I explained to her that all I was posting was study shenanigans. In fact, senior year, study sessions were really the only time that I saw my friends because that semester I was taking seven classes and working a lot. I didn’t have any money to spend either, so even if I did have the time I wouldn’t have been out and about. I think that made her realize for the moment that she had conjured a false representation of my life. But her comment really made me feel bad, too. I didn’t want to make anyone feel bad for what I was posting and started overthinking what I posted, which, in hindsight, I realize wasn’t healthy either.

Once again, this situation is more common than you think. Someone probably thinks that you’ve got a perfect life. And you probably think someone else has a pretty great life, too. But if this is affecting your relationship with them in real life, take a step back. We’ve all got vastly different lives, and that makes comparing a difficult task, but we do it all the time.

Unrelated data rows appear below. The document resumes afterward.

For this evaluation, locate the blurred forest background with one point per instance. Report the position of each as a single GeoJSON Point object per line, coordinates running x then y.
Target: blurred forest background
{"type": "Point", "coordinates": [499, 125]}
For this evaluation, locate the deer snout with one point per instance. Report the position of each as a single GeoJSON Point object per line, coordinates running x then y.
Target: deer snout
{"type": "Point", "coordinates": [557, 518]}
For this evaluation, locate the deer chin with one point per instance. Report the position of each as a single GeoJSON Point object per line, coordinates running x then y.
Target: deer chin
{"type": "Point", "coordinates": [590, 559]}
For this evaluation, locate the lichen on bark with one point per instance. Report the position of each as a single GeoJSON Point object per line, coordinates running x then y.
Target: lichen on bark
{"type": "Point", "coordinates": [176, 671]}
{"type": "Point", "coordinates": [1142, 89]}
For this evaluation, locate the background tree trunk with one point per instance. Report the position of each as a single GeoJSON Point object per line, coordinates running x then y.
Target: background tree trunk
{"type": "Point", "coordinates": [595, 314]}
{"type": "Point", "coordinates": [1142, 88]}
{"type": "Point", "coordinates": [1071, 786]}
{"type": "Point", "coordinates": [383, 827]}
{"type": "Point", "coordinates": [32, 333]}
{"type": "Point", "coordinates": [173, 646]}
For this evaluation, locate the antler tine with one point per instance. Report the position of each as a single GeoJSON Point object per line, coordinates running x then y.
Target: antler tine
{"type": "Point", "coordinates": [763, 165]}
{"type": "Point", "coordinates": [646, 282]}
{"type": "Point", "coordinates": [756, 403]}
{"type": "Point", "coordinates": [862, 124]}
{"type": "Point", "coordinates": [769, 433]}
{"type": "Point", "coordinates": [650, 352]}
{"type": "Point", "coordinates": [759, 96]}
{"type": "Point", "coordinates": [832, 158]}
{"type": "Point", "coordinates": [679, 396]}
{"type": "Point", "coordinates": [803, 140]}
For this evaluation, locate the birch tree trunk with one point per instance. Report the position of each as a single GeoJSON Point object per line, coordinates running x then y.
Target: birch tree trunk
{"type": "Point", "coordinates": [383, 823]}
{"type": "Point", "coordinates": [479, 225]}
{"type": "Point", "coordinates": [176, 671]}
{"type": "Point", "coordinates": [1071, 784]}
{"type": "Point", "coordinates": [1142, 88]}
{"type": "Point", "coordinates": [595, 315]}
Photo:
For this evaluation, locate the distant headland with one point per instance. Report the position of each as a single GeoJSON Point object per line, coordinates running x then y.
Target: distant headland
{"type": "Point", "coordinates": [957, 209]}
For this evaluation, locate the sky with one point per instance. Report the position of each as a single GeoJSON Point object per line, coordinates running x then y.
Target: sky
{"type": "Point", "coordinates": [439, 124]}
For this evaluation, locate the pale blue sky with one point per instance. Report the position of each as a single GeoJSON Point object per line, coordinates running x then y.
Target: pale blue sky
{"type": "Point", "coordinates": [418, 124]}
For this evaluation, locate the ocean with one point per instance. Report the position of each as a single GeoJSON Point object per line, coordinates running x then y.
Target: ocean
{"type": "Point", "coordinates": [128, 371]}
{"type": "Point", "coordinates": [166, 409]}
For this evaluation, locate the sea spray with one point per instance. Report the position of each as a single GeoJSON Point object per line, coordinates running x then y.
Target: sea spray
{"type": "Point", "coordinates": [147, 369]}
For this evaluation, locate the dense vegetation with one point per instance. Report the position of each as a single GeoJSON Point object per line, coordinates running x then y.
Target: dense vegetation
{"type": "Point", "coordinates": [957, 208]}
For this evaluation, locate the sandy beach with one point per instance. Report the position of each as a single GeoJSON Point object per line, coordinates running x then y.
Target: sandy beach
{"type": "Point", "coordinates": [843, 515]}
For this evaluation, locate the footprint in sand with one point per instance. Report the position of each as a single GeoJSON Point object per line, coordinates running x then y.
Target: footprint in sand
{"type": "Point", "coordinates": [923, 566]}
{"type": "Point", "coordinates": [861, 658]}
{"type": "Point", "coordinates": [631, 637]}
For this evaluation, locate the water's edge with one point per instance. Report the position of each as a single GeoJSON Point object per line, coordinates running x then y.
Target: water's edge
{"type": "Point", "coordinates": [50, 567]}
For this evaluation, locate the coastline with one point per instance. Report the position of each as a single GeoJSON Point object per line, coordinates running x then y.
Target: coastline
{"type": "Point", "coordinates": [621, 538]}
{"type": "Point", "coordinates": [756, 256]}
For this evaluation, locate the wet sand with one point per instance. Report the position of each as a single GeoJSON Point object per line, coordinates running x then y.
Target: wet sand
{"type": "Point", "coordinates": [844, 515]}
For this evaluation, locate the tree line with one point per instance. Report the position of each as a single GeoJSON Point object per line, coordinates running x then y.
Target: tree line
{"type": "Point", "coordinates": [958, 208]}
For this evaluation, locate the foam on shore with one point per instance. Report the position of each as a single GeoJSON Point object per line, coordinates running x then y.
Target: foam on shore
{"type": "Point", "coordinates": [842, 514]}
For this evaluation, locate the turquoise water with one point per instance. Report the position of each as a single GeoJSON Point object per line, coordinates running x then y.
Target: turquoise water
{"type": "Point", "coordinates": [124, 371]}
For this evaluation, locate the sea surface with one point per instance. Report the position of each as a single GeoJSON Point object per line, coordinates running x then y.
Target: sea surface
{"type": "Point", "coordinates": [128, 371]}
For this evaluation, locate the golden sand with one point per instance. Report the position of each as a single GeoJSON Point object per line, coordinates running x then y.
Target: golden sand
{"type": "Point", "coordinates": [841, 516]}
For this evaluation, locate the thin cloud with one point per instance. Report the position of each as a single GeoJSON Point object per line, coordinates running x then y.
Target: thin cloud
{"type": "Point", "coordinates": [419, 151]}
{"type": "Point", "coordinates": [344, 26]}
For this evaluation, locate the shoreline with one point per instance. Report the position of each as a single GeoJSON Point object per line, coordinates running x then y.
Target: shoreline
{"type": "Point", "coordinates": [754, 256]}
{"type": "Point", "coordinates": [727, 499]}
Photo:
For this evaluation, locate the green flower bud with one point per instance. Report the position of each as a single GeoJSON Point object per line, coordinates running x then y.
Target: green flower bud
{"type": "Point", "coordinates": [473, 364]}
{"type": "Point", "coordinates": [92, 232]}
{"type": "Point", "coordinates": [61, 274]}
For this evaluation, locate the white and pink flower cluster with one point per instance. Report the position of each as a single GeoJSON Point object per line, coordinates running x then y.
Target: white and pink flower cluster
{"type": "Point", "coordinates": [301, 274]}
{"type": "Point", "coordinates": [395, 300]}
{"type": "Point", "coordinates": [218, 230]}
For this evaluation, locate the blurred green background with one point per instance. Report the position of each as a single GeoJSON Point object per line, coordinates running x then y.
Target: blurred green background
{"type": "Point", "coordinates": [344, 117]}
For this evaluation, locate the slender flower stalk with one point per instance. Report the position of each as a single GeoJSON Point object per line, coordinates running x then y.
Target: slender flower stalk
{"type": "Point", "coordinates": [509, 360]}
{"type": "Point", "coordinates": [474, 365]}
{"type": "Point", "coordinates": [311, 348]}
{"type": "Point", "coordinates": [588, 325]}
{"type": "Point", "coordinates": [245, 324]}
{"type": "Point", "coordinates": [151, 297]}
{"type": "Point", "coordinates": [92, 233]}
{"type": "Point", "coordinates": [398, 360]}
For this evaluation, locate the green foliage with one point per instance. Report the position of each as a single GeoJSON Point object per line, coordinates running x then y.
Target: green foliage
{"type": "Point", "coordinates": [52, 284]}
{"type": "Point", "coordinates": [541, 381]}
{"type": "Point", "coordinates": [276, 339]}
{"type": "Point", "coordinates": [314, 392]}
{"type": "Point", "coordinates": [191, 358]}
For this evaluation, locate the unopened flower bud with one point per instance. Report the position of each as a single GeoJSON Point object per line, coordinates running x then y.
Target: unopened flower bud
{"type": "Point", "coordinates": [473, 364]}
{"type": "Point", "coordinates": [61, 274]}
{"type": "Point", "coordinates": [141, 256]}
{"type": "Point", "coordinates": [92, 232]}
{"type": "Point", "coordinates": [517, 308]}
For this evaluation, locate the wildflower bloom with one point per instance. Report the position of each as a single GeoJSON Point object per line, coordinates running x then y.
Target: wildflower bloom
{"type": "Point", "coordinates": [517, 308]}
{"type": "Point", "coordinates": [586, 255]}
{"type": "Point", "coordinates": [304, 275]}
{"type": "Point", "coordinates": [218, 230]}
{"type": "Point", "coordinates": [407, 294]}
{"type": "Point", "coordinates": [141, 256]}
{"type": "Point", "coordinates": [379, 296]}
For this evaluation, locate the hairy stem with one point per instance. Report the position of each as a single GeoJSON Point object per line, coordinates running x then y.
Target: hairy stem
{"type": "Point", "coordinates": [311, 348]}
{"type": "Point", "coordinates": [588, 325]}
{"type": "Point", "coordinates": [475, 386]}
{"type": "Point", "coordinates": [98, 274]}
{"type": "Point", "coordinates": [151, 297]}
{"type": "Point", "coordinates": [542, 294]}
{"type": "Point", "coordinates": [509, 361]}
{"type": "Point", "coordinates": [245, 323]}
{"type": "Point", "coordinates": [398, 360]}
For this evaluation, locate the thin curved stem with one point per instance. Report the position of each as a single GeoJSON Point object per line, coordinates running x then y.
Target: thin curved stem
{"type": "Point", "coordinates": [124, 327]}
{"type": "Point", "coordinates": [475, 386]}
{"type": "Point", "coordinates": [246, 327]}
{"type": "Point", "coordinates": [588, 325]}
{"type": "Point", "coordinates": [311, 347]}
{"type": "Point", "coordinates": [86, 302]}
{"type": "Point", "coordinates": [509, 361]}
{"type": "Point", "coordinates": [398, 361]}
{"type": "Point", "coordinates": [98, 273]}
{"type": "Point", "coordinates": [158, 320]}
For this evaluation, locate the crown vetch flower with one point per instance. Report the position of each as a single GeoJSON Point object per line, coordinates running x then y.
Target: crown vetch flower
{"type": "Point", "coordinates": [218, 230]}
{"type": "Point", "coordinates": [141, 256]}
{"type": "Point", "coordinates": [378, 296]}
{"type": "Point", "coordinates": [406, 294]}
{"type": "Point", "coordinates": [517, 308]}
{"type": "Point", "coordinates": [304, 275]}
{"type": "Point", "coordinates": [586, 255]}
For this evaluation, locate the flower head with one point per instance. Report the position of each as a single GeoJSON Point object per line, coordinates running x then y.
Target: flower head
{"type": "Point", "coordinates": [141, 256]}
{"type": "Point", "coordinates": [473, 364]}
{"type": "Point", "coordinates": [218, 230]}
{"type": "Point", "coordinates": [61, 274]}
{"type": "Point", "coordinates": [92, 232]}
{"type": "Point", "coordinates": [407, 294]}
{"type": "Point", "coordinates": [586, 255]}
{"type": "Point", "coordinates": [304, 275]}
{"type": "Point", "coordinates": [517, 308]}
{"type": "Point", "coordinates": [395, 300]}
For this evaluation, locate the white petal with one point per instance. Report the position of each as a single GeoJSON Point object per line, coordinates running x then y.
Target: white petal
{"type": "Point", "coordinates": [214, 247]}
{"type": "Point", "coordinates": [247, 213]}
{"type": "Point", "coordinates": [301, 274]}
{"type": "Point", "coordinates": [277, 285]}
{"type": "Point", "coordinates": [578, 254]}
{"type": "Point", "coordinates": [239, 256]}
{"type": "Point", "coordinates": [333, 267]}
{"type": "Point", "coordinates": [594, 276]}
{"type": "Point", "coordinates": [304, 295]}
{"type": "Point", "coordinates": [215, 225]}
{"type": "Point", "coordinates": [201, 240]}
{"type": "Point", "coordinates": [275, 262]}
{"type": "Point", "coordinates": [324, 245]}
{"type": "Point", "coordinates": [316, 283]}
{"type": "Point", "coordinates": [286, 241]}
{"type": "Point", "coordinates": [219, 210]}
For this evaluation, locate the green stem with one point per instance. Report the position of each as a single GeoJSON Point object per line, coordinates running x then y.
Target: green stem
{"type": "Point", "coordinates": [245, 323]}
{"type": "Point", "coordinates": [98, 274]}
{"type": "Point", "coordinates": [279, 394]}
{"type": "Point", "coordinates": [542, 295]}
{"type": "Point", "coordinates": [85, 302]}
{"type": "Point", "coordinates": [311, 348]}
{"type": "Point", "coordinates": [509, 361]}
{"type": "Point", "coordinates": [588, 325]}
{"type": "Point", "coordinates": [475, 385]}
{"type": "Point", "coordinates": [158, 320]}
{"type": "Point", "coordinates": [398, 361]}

Is social media hurting you?

You rely on instant gratification.

Likes, views, screenshots, retweets, comments. These are all little things that can carry a lot of weight if we let them. We get a little boost when someone likes our selfie, or when we get more comments on a post than usual. But we shouldn’t rely on these things. We shouldn’t use our follower or friend count to determine our value as a person. Instead, we should figure out what our value is. What makes us unique? It’s not your average number of likes.

I also want to make a point about especially paying close attention to the number of followers or friends you have. If this ever gets you down, I want you to remember two things. One, that the number of “friends” you have does not represent the number of friends you have in real life, nor does it represent a linear equation of how many friends you have in real life. And two, that even if you have fewer friends in real life, that it is just as admirable to have few very close friends as it is to have many friends. Don’t let your friend count or view count make you forget that.

I hope that this post helped you gain insight into your social media habits. Remember that it is always okay to take breaks for as long as you need to and that there are plenty of good ways to stay in contact with your loved ones. Let me know below what your thoughts are on social media. Did you check out how much time you spent on your socials? Were you surprised by your numbers? I was shocked too, even for only having one or two accounts at a time. Once I learned though, I was able to be more conscious of that time, and if you’re looking to cut down your time on social media too, I hope this helps you.